RES038errorsource: 'markdown' MUST NOT have a mode field.
RES039errorsource: 'markdown' MUST NOT have a queries field.
RES040warningsource: 'sqlite' with origin: 'inline' is not recommended (data privacy).
RES041errorAll resource fields are required. No field MAY be omitted.
RES042infoSQLite resources MAY include a getSchema query for CLI bootstrap (file-based) or downstream tooling. Not required.

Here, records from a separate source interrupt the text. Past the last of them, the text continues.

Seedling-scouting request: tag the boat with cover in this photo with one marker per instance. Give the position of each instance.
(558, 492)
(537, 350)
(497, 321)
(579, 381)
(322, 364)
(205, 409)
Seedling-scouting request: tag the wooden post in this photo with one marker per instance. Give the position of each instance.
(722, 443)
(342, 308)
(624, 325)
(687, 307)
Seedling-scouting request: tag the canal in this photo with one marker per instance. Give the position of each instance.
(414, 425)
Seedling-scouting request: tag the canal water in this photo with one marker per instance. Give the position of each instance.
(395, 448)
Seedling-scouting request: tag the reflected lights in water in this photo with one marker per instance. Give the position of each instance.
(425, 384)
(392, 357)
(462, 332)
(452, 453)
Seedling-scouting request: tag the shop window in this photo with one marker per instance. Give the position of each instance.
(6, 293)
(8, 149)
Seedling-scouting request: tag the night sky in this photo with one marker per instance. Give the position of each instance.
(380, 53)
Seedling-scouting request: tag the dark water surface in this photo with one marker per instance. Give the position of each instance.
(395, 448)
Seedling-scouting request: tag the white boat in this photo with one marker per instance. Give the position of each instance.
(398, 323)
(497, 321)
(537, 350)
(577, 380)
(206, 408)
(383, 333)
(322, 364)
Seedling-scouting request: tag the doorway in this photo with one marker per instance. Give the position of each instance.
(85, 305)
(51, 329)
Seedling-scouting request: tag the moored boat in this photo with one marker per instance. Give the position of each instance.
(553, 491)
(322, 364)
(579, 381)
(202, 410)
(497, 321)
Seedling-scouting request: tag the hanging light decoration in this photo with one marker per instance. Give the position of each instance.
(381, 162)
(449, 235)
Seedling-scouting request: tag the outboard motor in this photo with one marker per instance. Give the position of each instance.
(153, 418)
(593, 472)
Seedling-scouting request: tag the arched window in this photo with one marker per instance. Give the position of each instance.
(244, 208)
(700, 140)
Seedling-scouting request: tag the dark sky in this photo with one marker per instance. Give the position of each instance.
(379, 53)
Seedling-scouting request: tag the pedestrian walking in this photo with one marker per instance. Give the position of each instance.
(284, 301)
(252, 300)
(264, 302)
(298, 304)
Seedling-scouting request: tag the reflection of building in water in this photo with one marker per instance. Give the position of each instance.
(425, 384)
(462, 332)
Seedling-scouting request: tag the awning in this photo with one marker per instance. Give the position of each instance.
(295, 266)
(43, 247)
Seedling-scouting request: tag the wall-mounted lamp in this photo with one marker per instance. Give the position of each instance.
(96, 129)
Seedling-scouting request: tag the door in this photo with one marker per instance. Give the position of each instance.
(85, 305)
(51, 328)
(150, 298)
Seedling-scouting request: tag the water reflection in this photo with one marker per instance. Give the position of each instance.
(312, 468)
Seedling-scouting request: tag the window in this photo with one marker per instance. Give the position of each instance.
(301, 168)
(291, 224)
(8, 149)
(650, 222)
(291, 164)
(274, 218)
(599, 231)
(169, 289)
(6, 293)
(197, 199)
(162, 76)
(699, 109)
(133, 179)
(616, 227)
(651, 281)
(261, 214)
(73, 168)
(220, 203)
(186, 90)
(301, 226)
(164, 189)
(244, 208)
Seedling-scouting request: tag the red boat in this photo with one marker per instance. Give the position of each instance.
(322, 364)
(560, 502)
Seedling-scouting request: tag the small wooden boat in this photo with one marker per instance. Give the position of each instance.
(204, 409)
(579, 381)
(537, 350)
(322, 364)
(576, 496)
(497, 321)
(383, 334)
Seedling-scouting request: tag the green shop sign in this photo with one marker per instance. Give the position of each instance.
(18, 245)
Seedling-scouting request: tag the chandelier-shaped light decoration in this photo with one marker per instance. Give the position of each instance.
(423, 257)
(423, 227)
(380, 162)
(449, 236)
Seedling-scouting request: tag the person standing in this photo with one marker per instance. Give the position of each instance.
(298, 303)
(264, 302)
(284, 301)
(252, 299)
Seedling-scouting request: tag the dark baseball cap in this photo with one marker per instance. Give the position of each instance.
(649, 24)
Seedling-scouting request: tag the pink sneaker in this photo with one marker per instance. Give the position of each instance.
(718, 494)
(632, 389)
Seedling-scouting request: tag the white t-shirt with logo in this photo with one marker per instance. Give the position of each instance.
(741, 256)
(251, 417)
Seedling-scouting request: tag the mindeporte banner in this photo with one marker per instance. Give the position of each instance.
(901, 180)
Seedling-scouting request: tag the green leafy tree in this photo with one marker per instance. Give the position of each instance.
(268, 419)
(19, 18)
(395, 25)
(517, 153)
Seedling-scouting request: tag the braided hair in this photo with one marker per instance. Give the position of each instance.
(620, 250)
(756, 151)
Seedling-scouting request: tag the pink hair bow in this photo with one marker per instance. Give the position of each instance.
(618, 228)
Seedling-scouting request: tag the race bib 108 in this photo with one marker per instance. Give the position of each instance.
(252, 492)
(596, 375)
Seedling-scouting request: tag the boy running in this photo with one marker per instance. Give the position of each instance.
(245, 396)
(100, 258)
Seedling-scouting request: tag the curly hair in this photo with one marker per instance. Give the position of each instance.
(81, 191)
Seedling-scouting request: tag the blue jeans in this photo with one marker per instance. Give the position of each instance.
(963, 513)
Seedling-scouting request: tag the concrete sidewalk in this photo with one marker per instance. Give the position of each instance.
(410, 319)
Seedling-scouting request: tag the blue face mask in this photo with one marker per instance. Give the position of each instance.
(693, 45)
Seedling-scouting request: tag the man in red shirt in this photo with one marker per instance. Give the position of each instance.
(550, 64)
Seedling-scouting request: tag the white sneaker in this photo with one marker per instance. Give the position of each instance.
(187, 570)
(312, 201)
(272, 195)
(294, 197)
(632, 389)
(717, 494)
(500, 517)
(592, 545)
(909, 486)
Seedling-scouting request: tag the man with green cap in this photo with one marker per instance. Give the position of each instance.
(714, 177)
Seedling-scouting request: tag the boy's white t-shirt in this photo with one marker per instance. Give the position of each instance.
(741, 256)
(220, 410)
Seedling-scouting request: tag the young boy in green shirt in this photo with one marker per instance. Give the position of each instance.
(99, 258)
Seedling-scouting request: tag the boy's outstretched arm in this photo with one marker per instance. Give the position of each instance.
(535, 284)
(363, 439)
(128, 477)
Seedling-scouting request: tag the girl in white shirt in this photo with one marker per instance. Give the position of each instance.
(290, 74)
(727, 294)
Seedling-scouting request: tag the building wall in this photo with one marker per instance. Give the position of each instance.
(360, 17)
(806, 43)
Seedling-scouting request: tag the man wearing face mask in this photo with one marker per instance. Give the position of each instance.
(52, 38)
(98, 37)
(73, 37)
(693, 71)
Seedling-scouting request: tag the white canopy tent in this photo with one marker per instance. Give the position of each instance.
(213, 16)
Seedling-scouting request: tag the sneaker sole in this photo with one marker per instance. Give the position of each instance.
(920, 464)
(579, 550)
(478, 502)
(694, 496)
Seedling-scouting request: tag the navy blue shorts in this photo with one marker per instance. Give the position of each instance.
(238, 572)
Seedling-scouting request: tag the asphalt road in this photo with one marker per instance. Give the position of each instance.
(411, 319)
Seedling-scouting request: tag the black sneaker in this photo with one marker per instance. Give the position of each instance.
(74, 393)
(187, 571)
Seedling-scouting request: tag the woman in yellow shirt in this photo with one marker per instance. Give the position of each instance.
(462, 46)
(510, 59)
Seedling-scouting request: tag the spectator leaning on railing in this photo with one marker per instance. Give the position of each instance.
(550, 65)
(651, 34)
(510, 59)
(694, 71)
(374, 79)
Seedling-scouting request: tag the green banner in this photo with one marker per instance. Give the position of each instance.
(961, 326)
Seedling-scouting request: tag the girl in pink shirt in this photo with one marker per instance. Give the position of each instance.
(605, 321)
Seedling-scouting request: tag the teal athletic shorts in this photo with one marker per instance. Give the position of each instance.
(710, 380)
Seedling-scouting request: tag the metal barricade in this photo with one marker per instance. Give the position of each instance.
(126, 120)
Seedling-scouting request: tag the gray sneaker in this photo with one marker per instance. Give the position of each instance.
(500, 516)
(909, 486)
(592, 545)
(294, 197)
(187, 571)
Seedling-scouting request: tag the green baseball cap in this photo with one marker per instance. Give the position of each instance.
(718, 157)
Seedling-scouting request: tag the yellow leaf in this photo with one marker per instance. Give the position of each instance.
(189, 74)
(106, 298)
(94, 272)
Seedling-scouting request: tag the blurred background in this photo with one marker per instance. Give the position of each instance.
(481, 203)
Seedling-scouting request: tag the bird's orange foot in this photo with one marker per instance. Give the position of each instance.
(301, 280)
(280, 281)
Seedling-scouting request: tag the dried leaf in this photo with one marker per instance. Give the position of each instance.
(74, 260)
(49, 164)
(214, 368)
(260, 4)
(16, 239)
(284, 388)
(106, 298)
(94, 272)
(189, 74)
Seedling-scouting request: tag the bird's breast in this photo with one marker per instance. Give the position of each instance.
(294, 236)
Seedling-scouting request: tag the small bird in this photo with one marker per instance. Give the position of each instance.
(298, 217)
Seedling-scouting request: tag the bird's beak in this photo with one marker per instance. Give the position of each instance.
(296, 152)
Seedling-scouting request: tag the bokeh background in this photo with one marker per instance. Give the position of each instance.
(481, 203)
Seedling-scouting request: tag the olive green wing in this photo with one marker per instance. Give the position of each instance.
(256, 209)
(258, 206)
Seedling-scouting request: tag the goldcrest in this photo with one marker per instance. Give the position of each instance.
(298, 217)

A full schema combining SQLite in-memory, SQLite file-based, and Markdown resources with tools and prompts:

export const main = {
namespace: 'duneanalytics',
name: 'Dune Analytics',
description: 'Query blockchain data with DuneSQL',
version: '3.0.0',
tools: {
executeQuery: { method: 'POST', path: '/api/v1/query', /* ... */ },
getExecutionResults: { method: 'GET', path: '/api/v1/execution/:id/results', /* ... */ },
getLatestResults: { method: 'GET', path: '/api/v1/query/:id/results', /* ... */ }
},
resources: {
sqlReference: {
source: 'markdown',
origin: 'inline',
name: 'duneanalytics-sql-reference.md',
description: 'DuneSQL syntax — functions, datatypes, tables'
},
queryTemplates: {
source: 'sqlite',
mode: 'in-memory',
origin: 'global',
name: 'duneanalytics-templates.db',
description: 'Pre-built query templates for common blockchain analytics',
queries: {
getSchema: {
sql: "SELECT name, sql FROM sqlite_master WHERE type='table'",
description: 'Returns the database schema',
parameters: [],
output: {
mimeType: 'application/json',
schema: {
type: 'array',
items: {
type: 'object',
properties: {
name: { type: 'string', description: 'Table name' },
sql: { type: 'string', description: 'CREATE TABLE statement' }
}
}
}
},
tests: [
{ _description: 'Get all table definitions' }
]
},
searchTemplates: {
sql: 'SELECT name, description, sql FROM templates WHERE category = ?',
description: 'Search query templates by category',
parameters: [
{
position: { key: 'category', value: '{{USER_PARAM}}' },
z: { primitive: 'string()', options: [ 'min(1)' ] }
}
],
output: {
mimeType: 'application/json',
schema: {
type: 'array',
items: {
type: 'object',
properties: {
name: { type: 'string', description: 'Template name' },
description: { type: 'string', description: 'Template description' },
sql: { type: 'string', description: 'SQL query template' }
}
}
}
},
tests: [
{ _description: 'Find DeFi templates', category: 'defi' },
{ _description: 'Find NFT templates', category: 'nft' }
]
}
}
}
},
prompts: {
about: {
name: 'about',
version: 'flowmcp-prompt/1.0.0',
namespace: 'duneanalytics',
description: 'Overview of Dune Analytics — tools, resources, DuneSQL workflow',
dependsOn: [ 'executeQuery', 'getExecutionResults', 'getLatestResults' ],
references: [],
contentFile: './prompts/about.mjs'
}
}
}
providers/
+-- duneanalytics/
+-- analytics.mjs # Schema (main export)
+-- prompts/
| +-- about.mjs # Content for about prompt
+-- resources/
+-- duneanalytics-sql-reference.md # Markdown resource (inline)

The SQLite database duneanalytics-templates.db is not in the schema directory — its origin: 'global' places it at ~/.flowmcp/resources/duneanalytics-templates.db.